Where the Crawdads Sing begins with a death: in 1969, a young man from town – popular, handsome – is found with a broken neck after a fall. The police (and the town) immediately suspects murder, specifically that the infamous Marsh Girl killed Chase.
“Sometimes she heard night-sounds she didn’t know or jumped from lightning too close, but whenever she stumbled, it was the land who caught her. Until at last, at some unclaimed moment, the heart-pain seeped away like water into sand. Still there, but deep. Kya laid her hand upon the breathing, wet earth, and the marsh became her mother.”
Here, the book takes us back in time (without any confusion, ahem, Jessica Knoll) to when the Marsh Girl was just Kya – a young girl living with a violent father, isolated from the world. One by one the rest of her family leaves, until it is only Kya. She grows up wild but kind, living among the plants and the animals and the marsh. Visits from the outside – truant officers, social workers, cruel people from town – end badly every time. Eventually, she befriends a boy from town. With his help and encouragement, she begins massive collections of wildlife – shells and plants and skeletons – and catalogues it all. Thirsty for knowledge, she reads everything she can.
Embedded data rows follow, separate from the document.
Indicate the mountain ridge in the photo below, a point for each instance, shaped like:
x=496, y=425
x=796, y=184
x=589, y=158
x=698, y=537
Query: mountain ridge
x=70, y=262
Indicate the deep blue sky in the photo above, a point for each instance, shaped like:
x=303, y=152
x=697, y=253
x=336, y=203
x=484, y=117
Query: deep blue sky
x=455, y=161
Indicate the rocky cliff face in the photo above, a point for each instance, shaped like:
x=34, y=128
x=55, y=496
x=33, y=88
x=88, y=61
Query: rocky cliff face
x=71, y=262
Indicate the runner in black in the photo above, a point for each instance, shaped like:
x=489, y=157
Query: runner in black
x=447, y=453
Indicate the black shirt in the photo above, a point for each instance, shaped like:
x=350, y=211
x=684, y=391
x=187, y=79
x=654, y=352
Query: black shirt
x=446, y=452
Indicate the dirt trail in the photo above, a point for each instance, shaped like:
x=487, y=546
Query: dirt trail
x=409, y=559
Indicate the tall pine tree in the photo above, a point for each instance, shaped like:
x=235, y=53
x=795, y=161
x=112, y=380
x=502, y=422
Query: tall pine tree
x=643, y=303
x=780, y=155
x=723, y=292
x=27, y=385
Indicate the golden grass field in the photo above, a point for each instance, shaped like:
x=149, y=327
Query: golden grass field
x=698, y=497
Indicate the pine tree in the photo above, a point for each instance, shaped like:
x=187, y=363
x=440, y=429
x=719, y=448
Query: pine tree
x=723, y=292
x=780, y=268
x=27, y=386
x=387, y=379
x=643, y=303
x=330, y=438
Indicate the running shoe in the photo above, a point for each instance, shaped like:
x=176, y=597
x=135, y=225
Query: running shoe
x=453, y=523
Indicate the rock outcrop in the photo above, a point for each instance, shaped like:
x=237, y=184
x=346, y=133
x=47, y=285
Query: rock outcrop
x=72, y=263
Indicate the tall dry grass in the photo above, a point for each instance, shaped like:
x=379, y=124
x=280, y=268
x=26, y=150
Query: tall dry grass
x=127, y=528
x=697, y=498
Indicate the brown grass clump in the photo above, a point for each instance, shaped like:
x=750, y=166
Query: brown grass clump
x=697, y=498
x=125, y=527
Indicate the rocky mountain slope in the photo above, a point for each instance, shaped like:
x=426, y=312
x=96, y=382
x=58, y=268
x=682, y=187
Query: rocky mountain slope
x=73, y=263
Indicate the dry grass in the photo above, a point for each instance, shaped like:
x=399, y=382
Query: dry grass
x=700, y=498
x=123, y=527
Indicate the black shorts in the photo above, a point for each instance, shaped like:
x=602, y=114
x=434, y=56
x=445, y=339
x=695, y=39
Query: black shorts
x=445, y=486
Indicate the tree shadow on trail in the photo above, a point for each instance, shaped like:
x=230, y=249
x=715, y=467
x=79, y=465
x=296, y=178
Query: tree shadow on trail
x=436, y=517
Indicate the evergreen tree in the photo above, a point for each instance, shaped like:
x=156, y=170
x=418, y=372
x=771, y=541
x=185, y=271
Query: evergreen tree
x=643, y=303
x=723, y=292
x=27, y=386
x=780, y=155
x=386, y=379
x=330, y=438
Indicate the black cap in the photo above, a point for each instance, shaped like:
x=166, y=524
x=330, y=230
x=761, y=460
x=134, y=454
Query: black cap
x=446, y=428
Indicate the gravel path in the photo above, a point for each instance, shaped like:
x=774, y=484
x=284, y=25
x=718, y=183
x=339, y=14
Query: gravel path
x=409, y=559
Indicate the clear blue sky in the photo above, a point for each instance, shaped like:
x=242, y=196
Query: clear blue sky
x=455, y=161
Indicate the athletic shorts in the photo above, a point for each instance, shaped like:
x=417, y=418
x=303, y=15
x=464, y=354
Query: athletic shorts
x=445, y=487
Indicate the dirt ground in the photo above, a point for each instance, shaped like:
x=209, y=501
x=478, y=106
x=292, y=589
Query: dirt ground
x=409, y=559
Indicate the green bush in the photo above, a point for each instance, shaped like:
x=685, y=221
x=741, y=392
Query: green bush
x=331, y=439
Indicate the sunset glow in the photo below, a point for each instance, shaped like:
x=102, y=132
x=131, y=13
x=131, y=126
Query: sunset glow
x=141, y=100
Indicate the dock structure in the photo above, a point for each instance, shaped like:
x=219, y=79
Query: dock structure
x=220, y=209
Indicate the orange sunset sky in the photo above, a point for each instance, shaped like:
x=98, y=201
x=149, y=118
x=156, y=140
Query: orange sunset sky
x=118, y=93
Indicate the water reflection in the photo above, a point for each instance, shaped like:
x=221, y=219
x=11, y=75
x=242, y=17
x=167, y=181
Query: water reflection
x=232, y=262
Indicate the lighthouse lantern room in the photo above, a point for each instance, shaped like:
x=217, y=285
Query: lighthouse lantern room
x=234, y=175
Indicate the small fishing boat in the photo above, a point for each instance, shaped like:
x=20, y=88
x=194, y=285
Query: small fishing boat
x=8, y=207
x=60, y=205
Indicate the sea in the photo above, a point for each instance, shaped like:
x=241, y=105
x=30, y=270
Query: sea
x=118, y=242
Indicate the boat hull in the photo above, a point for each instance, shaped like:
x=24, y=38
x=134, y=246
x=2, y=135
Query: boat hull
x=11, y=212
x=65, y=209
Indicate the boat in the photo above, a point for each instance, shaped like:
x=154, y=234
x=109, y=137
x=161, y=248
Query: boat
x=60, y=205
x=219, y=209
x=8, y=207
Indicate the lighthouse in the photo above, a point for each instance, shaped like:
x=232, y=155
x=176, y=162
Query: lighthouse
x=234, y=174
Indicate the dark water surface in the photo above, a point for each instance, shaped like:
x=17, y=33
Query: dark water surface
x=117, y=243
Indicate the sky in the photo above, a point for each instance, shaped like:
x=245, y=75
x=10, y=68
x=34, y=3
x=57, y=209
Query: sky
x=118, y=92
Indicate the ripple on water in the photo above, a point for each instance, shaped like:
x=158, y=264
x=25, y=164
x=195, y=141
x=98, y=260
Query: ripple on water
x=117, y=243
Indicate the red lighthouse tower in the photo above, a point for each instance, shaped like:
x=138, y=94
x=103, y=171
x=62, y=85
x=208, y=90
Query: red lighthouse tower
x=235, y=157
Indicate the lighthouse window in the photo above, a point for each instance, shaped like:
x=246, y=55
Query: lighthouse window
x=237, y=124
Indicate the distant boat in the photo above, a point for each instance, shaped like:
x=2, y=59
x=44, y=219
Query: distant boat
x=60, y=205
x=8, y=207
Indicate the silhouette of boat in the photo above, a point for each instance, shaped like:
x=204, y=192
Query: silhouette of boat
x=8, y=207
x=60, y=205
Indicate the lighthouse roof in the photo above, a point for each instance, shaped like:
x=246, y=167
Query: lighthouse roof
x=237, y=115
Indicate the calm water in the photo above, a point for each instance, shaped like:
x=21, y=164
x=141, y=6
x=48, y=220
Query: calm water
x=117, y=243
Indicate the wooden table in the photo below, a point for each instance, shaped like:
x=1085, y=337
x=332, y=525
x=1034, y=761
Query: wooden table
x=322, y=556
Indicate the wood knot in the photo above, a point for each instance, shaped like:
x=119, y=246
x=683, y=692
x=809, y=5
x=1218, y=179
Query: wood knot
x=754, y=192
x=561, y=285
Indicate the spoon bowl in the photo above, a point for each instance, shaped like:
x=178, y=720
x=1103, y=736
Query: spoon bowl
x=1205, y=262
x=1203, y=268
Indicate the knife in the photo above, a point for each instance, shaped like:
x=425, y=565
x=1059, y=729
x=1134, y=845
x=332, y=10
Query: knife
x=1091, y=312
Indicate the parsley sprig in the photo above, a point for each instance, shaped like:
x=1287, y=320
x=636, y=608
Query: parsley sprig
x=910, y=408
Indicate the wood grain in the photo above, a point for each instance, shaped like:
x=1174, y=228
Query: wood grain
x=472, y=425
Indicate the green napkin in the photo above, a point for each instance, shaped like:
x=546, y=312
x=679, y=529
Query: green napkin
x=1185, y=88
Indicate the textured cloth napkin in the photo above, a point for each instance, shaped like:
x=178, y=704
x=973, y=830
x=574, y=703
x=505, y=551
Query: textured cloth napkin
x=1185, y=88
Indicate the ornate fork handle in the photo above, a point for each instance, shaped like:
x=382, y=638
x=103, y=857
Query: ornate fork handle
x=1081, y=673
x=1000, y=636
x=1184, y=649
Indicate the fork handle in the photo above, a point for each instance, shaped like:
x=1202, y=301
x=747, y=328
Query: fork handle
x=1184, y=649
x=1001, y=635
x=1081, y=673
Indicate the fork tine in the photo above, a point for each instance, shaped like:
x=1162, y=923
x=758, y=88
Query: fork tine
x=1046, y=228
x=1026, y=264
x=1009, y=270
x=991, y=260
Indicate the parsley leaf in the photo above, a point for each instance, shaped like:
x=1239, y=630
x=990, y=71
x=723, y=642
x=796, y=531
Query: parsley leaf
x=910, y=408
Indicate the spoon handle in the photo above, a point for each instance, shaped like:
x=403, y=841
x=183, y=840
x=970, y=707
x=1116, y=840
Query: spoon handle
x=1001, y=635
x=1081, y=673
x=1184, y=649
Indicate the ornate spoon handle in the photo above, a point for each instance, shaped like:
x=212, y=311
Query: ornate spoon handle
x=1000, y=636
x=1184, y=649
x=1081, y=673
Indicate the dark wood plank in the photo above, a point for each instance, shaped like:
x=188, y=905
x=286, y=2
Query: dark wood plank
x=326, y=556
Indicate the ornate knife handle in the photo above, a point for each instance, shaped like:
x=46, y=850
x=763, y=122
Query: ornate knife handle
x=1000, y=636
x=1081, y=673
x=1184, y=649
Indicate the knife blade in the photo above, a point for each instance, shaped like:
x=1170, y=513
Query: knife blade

And then Chase’s body is found.
“She knew the years of isolation had altered her behavior until she was different from others, but it wasn’t her fault she’d been alone. Most of what she knew, she’d learned from the wild. Nature had nurtured, tutored, and protected her when no one else would.”
It’s such a beautiful book. The descriptions of the marsh are rich and detailed. The murder mystery is interesting, but the true draw of the novel is Kya herself, living among the marsh and soaking in that world.